We all have our favorite activities around the holiday. whether it’s trying out a new recipe or one that’s a family tradition with the Macy’s Thanskgiving Day Parade on in the background. Maybe it’s getting out for some pre-feast exercise or prepping your Black Friday strategy list.
We look forward to donning those stretchy pants, digging into a once-a-year mega meal and taking a deep breath on a day to be thankful.
Really, that’s what it’s all about. From origins in the 1600s on this continent, thanksgivings were occasions to do just that: give thanks. Back in those days, they were giving thanks for some of the most basic of things.
In its modern-day iteration, we take the feasting part of the day to excess. And while many of us are lucky to celebrate the bounty, it’s also a time of year when we more deliberately try to make sure those who have very little get a little something extra.

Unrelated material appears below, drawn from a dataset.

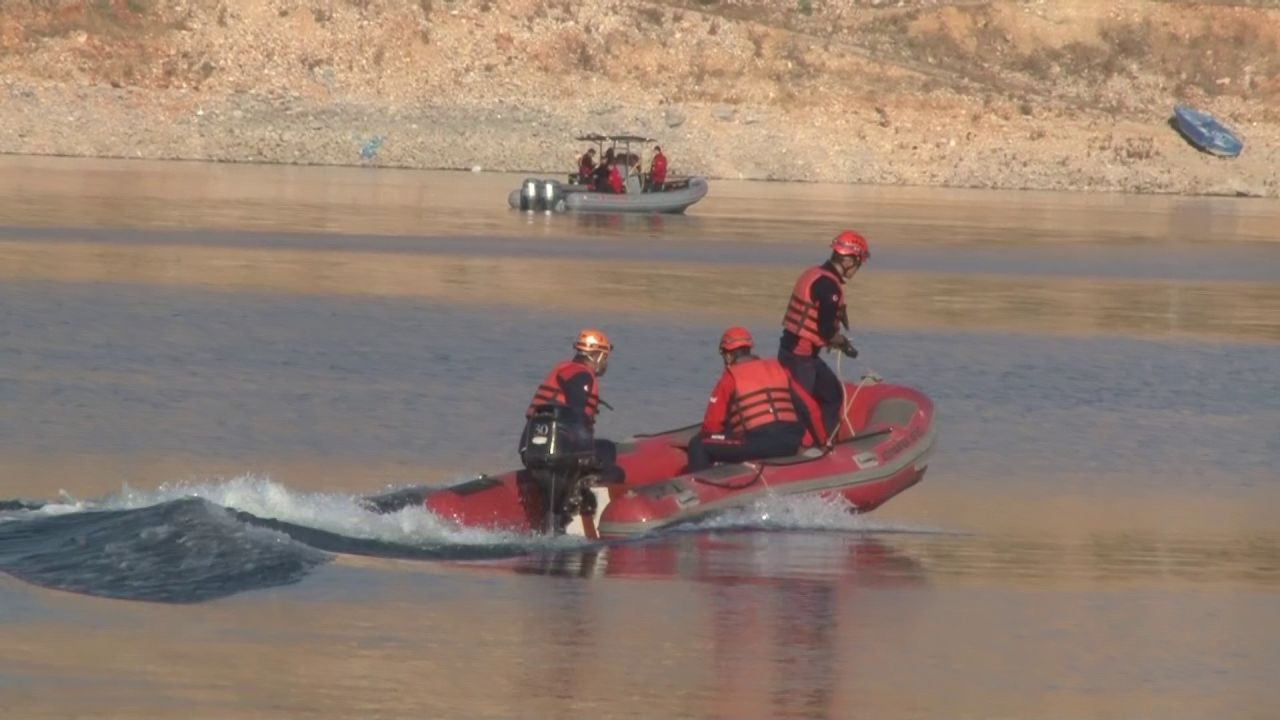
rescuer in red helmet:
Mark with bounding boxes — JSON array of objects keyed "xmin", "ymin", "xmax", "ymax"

Giving back has always been a part of the Thanksgiving tradition. In the early days, it was about sharing and giving prized items to newcomers, something that has always been an integral part of indigenous cultures — a way to show respect and acceptance and fellowship.
The evolution of those practices has become volunteering, whether it be serving lunch at a shelter or packing boxes of holiday tidings for distribution by the local food bank. And for those who can’t give of their time, they can give part of their good fortune to help provide for others. If only we could make the giving of thanks and the concern for our fellow man extend all year. It’s certainly a good goal for our society.
Take the time to inventory your blessings this Thanksgiving. Appreciate those you will celebrate the day with and reach out to loved ones who can’t be at your table. Give politics a break for the day and have conversations that really matter. Or have talks that are just filled with fun and laughter. This world has enough to worry about the rest of the year.
Football and movies and parades are part of the landscape of many homes on the holiday. But maybe we could all take a break from our tablets and laptops and phones for at least a few hours. Focus on just one thing and take a vacation from being a multi-tasker. Pitch in and help prepare the meal, entertain the kids or set up the after-dinner, old-school board games. They’re making a comeback, we hear.
So is kindness. From the local student who bought his fellow classmate a new bicycle to the person who pays for the coffee of the next in line, acts of kindness are being recognized and celebrated. We challenge you to find a way to brighten someone’s day this holiday.
For our part, we are thankful for many things big and small this November and for being part of this community for 70 years.